DEAR Cde President, THE legal fraternity was thrown into confusion last week when the Chief Secretary to the President and Cabinet Misheck Sibanda announced the appointment of Vice-President Constantino Chiwenga as the new Health and Child Care minister.

What followed were conflicting views from a number of those regarded as the top legal minds in the country with regards to the constitutionality of this development.

While Tendai Biti and Fadzayi Mahere were of the view that this appointment is unconstitutional citing section 103 of the Constitution, they seem to have been silenced by the argument of constitutional lawyer Lovemore Madhuku as concurred by Advocate Thabani Mpofu, that the appointment was legal and therefore constitutional citing that a similar case had been decided by the Constitutional Court.

This case had been brought before the courts to challenge your presiding over the Ministry of Justice when you were Vice-President a few years ago.

This communiqué seeks to revisit the very constitutional provisions from which your authority was derived from in making the appointment, only then can an accurate conclusion be arrived at about the constitutionality of the appointment.

This is very important as it has, firstly, the potential to affect the validity of all the decisions, activities and functions that the Vice-President will undertake from August 4, 2020 until the date and time you will find it necessary to appoint someone else in that position of Health and Child Care minister.

Secondly, I believe you and the country stands to benefit immensely if the constitutional supremacy is upheld in its sacrosanct shroud.

The country at the moment is being vilified the world over for failing to uphold constitutional human rights, and so it cannot afford to let slip and give the same critics more fodder to fuel the disparagement.

We understand President, that we are in a time of a crisis with the COVID-19 pandemic ravaging economies of the world including ours to the ground, and yet we will stand to lose more should it be found at a date in future that all the actions of the Vice-President in the present critical Health ministry were invalid to the extent of their inconsistency with the Constitution, needing a reversal of all such actions which will definitely come at a huge monetary and logistical cost to the fiscus.

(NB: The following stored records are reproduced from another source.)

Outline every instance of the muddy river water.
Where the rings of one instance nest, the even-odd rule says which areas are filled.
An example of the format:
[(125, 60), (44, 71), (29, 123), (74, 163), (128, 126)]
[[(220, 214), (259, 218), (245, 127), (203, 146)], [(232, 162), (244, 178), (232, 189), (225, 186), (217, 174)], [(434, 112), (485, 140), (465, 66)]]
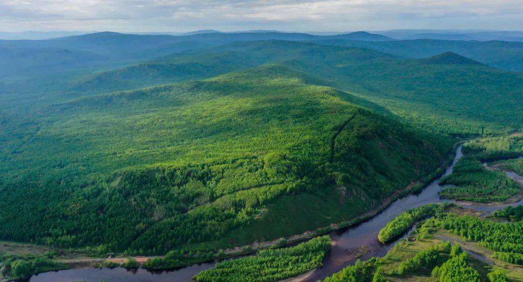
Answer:
[[(454, 165), (463, 156), (461, 146), (459, 146), (452, 163), (447, 169), (443, 176), (452, 173)], [(522, 179), (521, 176), (514, 173), (507, 173), (507, 176), (513, 179)], [(407, 234), (399, 238), (396, 242), (383, 244), (378, 241), (378, 233), (386, 224), (387, 222), (400, 213), (407, 210), (431, 202), (449, 201), (440, 199), (438, 193), (442, 186), (439, 185), (441, 178), (437, 179), (430, 183), (417, 195), (410, 195), (399, 199), (384, 209), (381, 212), (372, 218), (358, 224), (345, 229), (333, 231), (331, 234), (334, 245), (329, 252), (324, 265), (317, 268), (310, 275), (304, 278), (307, 281), (316, 281), (330, 276), (344, 267), (350, 265), (356, 261), (355, 253), (358, 252), (361, 246), (365, 245), (367, 252), (359, 259), (362, 261), (374, 256), (383, 256), (392, 247), (397, 240), (405, 238)], [(492, 212), (507, 206), (518, 206), (523, 201), (506, 205), (482, 206), (468, 204), (467, 208), (483, 212)], [(88, 282), (98, 282), (100, 280), (111, 281), (184, 281), (190, 278), (200, 271), (212, 267), (214, 263), (193, 265), (174, 271), (164, 271), (154, 273), (144, 269), (128, 270), (123, 268), (86, 268), (69, 269), (57, 272), (41, 273), (33, 275), (28, 281), (31, 282), (70, 282), (83, 280)]]

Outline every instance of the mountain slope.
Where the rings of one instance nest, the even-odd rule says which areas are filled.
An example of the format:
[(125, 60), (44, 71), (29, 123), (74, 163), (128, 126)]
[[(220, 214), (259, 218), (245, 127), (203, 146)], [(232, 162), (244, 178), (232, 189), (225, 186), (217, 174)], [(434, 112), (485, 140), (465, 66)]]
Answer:
[(414, 59), (428, 57), (450, 51), (495, 67), (523, 72), (523, 42), (430, 39), (381, 42), (326, 40), (315, 42), (321, 44), (370, 48)]
[[(143, 74), (139, 80), (141, 86), (148, 86), (264, 63), (313, 74), (322, 85), (356, 94), (416, 126), (445, 134), (499, 134), (523, 126), (518, 103), (523, 99), (523, 75), (495, 69), (452, 52), (416, 60), (371, 49), (265, 41), (234, 42), (161, 58), (149, 63), (151, 67), (166, 70), (151, 81), (141, 72), (141, 67), (131, 67), (135, 71), (133, 76)], [(194, 67), (179, 71), (181, 66), (187, 65)], [(129, 70), (103, 73), (78, 87), (85, 87), (84, 91), (111, 90), (117, 83), (120, 89), (129, 89), (136, 81), (133, 76), (126, 77)], [(118, 79), (113, 81), (115, 76)], [(89, 87), (90, 84), (94, 86)]]
[(50, 107), (0, 164), (0, 235), (162, 253), (241, 233), (283, 197), (340, 207), (313, 227), (354, 218), (445, 159), (449, 140), (315, 81), (268, 65)]

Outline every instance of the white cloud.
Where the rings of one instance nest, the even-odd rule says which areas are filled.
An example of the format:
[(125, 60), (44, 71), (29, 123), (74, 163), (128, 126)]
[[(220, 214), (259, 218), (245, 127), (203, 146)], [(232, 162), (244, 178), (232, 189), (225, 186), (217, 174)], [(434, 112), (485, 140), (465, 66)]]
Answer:
[(0, 24), (18, 30), (514, 29), (521, 19), (521, 0), (0, 0)]

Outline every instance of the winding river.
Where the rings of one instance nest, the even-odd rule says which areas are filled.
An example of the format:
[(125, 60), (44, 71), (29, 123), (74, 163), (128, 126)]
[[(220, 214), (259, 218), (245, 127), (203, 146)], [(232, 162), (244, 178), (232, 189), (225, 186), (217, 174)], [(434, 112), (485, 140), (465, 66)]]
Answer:
[[(456, 151), (452, 163), (447, 169), (442, 177), (452, 173), (454, 165), (458, 160), (463, 156), (461, 146)], [(521, 176), (514, 173), (507, 173), (510, 178), (523, 179)], [(411, 195), (399, 199), (384, 209), (381, 213), (372, 218), (345, 229), (333, 231), (331, 233), (334, 245), (329, 252), (325, 263), (321, 267), (314, 270), (310, 275), (302, 279), (306, 281), (315, 281), (330, 276), (344, 267), (353, 264), (356, 258), (354, 254), (362, 245), (367, 247), (367, 252), (359, 257), (362, 261), (374, 256), (383, 256), (392, 248), (396, 242), (405, 238), (408, 234), (399, 238), (395, 242), (382, 244), (378, 241), (378, 233), (387, 222), (396, 217), (399, 214), (407, 210), (431, 202), (449, 201), (440, 199), (438, 193), (442, 186), (439, 183), (441, 177), (430, 183), (418, 195)], [(480, 211), (492, 212), (507, 206), (518, 206), (523, 200), (510, 204), (496, 206), (476, 206), (467, 204), (468, 208)], [(74, 269), (56, 272), (47, 272), (33, 275), (28, 281), (30, 282), (69, 282), (85, 280), (88, 282), (98, 282), (100, 280), (111, 281), (185, 281), (203, 270), (214, 266), (214, 264), (206, 263), (192, 265), (179, 270), (152, 272), (140, 268), (128, 270), (125, 268), (86, 268)]]

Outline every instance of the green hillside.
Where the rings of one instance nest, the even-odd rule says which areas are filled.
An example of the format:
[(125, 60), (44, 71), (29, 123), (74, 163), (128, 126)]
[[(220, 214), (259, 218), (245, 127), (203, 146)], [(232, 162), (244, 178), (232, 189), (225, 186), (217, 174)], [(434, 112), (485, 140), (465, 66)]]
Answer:
[(354, 218), (446, 159), (451, 140), (320, 81), (266, 65), (41, 109), (0, 163), (0, 236), (162, 253), (241, 233), (286, 195), (334, 193)]
[[(493, 69), (455, 53), (409, 59), (370, 49), (305, 42), (235, 42), (103, 73), (78, 89), (131, 89), (208, 77), (264, 63), (313, 75), (373, 103), (381, 114), (460, 136), (499, 134), (523, 126), (523, 74)], [(142, 75), (142, 79), (137, 80)], [(372, 105), (368, 104), (368, 106)]]
[(389, 54), (420, 59), (453, 52), (494, 67), (523, 71), (523, 42), (432, 39), (369, 42), (327, 39), (314, 42), (347, 47), (369, 48)]

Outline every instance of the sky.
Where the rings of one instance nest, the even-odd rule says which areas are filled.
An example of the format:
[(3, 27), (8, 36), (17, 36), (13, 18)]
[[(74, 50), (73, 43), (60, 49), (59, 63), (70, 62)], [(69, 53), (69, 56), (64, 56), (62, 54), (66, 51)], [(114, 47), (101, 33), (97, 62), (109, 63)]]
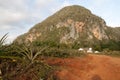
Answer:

It is, therefore, imperative that as a citizen of our beloved country, I invite you to revisit the appointment through the lenses which I will depict and clarify below.

Section 103 of the 2013 Constitution of the Republic of Zimbabwe provides that the incumbent President and Vice-Presidents shall not directly or indirectly hold any other public office or be employed by anyone as long as they are still in office.

The same provision also stipulates that a former President and Vice-President shall not directly or indirectly hold any public office or be employed by anyone as long as they are earning their pension benefits.

Section 104(1) then provides that the President has the authority to “appoint” ministers and to assign functions to them, including the administration of any Act of Parliament, ministry or department. It goes further to say the President may reserve for himself or herself the administration of an Act, ministry or department.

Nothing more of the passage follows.